Par ailleurs, même s’il n’y a pas de création de nouvelles activités, la tertiarisation absolue n’est pas exemptée de dimension matérielle, via certaines activités connexes lesquelles sont sources de pollution (Gadrey, 2008, p. 6).

59 Ces pays connaissent déjà une part très élevée du secteur des services dans l’économie (en moyenne entre 70% à 80% en 2013 selon les données de la banque mondiale) au point que le niveau d’activités dans les autres secteurs ne baisse plus que très faiblement.

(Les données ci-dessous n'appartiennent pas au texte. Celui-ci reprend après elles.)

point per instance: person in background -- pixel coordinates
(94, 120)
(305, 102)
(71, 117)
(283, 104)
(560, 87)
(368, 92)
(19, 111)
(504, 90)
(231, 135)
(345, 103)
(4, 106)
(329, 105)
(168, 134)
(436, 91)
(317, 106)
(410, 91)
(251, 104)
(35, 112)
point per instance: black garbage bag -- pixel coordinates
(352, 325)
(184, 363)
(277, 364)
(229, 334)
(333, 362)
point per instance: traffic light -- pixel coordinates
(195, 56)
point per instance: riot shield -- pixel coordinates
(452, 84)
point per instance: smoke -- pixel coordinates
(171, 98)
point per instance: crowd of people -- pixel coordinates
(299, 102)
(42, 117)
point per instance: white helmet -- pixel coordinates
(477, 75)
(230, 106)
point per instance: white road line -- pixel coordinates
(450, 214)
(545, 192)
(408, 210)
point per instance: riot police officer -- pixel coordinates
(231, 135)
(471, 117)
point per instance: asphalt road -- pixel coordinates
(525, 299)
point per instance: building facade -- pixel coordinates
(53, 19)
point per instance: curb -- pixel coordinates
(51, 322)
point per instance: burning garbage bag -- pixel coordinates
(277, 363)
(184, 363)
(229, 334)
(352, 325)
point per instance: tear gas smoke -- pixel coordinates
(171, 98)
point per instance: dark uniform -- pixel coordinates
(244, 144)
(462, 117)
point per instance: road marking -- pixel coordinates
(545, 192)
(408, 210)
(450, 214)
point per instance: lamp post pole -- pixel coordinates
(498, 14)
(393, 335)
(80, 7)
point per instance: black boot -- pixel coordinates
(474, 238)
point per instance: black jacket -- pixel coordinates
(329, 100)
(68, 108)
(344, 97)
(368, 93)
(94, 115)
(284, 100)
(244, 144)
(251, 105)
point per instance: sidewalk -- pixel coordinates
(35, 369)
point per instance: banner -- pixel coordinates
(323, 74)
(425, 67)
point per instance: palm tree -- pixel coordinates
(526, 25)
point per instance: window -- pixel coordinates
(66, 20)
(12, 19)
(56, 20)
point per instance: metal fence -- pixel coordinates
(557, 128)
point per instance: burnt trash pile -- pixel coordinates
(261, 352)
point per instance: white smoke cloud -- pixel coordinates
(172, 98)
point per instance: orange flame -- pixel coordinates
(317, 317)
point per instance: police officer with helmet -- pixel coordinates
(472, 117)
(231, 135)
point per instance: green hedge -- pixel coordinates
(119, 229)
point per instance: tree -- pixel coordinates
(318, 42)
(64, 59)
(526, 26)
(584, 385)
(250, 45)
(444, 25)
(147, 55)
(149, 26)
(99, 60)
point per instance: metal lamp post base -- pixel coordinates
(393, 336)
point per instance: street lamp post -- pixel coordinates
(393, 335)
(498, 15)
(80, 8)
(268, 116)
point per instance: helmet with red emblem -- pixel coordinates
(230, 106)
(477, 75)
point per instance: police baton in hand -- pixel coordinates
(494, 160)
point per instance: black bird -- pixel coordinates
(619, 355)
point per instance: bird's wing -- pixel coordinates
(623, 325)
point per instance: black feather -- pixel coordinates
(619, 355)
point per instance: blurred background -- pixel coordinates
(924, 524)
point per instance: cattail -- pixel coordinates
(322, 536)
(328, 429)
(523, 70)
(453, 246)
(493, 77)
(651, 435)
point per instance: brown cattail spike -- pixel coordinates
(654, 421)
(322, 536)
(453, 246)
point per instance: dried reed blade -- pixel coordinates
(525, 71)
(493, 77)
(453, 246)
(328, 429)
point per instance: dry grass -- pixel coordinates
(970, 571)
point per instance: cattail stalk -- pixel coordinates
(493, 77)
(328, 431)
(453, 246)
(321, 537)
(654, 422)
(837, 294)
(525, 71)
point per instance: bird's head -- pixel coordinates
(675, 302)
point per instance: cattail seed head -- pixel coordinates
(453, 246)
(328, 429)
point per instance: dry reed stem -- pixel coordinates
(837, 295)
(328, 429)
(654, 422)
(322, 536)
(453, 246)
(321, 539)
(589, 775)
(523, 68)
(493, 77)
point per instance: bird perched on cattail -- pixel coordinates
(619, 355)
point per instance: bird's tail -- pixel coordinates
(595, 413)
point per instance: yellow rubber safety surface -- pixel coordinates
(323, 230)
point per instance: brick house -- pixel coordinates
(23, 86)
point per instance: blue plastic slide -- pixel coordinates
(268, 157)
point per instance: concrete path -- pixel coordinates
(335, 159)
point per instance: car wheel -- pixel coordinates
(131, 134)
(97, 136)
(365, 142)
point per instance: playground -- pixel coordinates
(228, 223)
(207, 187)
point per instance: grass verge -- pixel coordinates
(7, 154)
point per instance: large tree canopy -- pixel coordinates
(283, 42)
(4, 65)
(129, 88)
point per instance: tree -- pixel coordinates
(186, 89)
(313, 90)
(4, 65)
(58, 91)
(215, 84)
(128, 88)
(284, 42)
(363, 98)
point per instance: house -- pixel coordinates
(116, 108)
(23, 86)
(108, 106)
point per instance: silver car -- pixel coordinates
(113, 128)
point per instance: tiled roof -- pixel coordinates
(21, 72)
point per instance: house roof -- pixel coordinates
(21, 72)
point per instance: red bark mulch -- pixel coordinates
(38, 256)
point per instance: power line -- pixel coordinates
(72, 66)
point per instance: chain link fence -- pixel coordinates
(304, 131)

2.3.2. La tertiarisation de l’économie draine d’autres activités de

pollution

Cette fois-ci nous raisonnons dans une situation où la tertiarisation absolue est due uniquement à un accroissement des activités de services déjà existantes dans l’économie. L’établissement d’une relation de service entre le prestataire (producteur) et le client (consommateur) peut nécessiter l’utilisation de biens matériels dont la fabrication, l’acheminement et le fonctionnement sont sources de pollution et de prélèvements supplémentaires de ressources naturelles. Cette matérialité des activités de service repose principalement sur trois composantes (Gadrey, 2008, p. 6): la matérialité liée au déplacement des personnes indispensables à la production du service, la matérialité des espaces où ont lieu la relation de service et la matérialité des outils techniques d’appui à la relation.

La première composante comprend entre autres : les déplacements des prestataires dans le domicile des clients (services à domicile), les déplacements à la fois du prestataire et du client ou de l’usager dans un lieu précis pour la production du service (hôpital, école, hôtels, etc.), les déplacements d’un point à un autre des deux acteurs (transports de personnes) pour la production du service. La matérialité de cette composante porte sur l’augmentation des biens nécessaires pour le déplacement des personnes (parc de véhicules, infrastructures, etc.) participant à la production de ce service (Gadrey, 2008, p. 6).

La matérialité de la deuxième composante porte sur celle des lieux où se déroule la production du service (universités, aéroports, gares, etc.), ces lieux étant construits spécialement pour la production de ce service. La construction, le fonctionnement et l’entretien de ces lieux demandent encore davantage de ressources naturelles (Gadrey, 2008, p. 6) et génèrent aussi davantage de pollution.

Enfin, quant à la troisième composante, sa matérialité repose sur celle des outils techniques pour la production du service. C’est le cas des guichets automatiques dans les banques, des batteries d’appareils qui se trouvent dans un hôpital, ou encore des machines de contrôle technique dans un garage automobile. Ces différents appareils peuvent contenir des flux et des stocks importants de matériels.

Dans les études, les économistes tentent parfois d’estimer l’impact écologique de la production des activités de service. En 2006, dans le cas des Etats-Unis, Suh, à partir des

données de 1998, estimait l’intensité directe du dioxyde de carbone d’une activité de service à 0,36 kg/$. Ce chiffre montait à 0,83 kg/$ lorsqu’il tient compte de la pollution des autres activités nécessaires à la production de ce service (intensité indirecte du dioxyde de carbone). Ainsi, pour Suh (2006), en tenant compte de la pollution des activités induites par la production d’un service, le passage à une économie de services dans le cas des Etats-Unis ne permettra de réaliser au mieux qu’un découplage relatif. Les autres travaux, notamment ceux de Nansai et al., en 2009 et Okamoto en 2013 tendent à confirmer cette dépendance matérielle et énergétique des activités de service.

En conclusion, l’analyse de l’impact environnemental des activités de service sous cet angle semble montrer que la tertiarisation de l’économie ne va pas toujours de pair avec l’immatérialité de l’économie.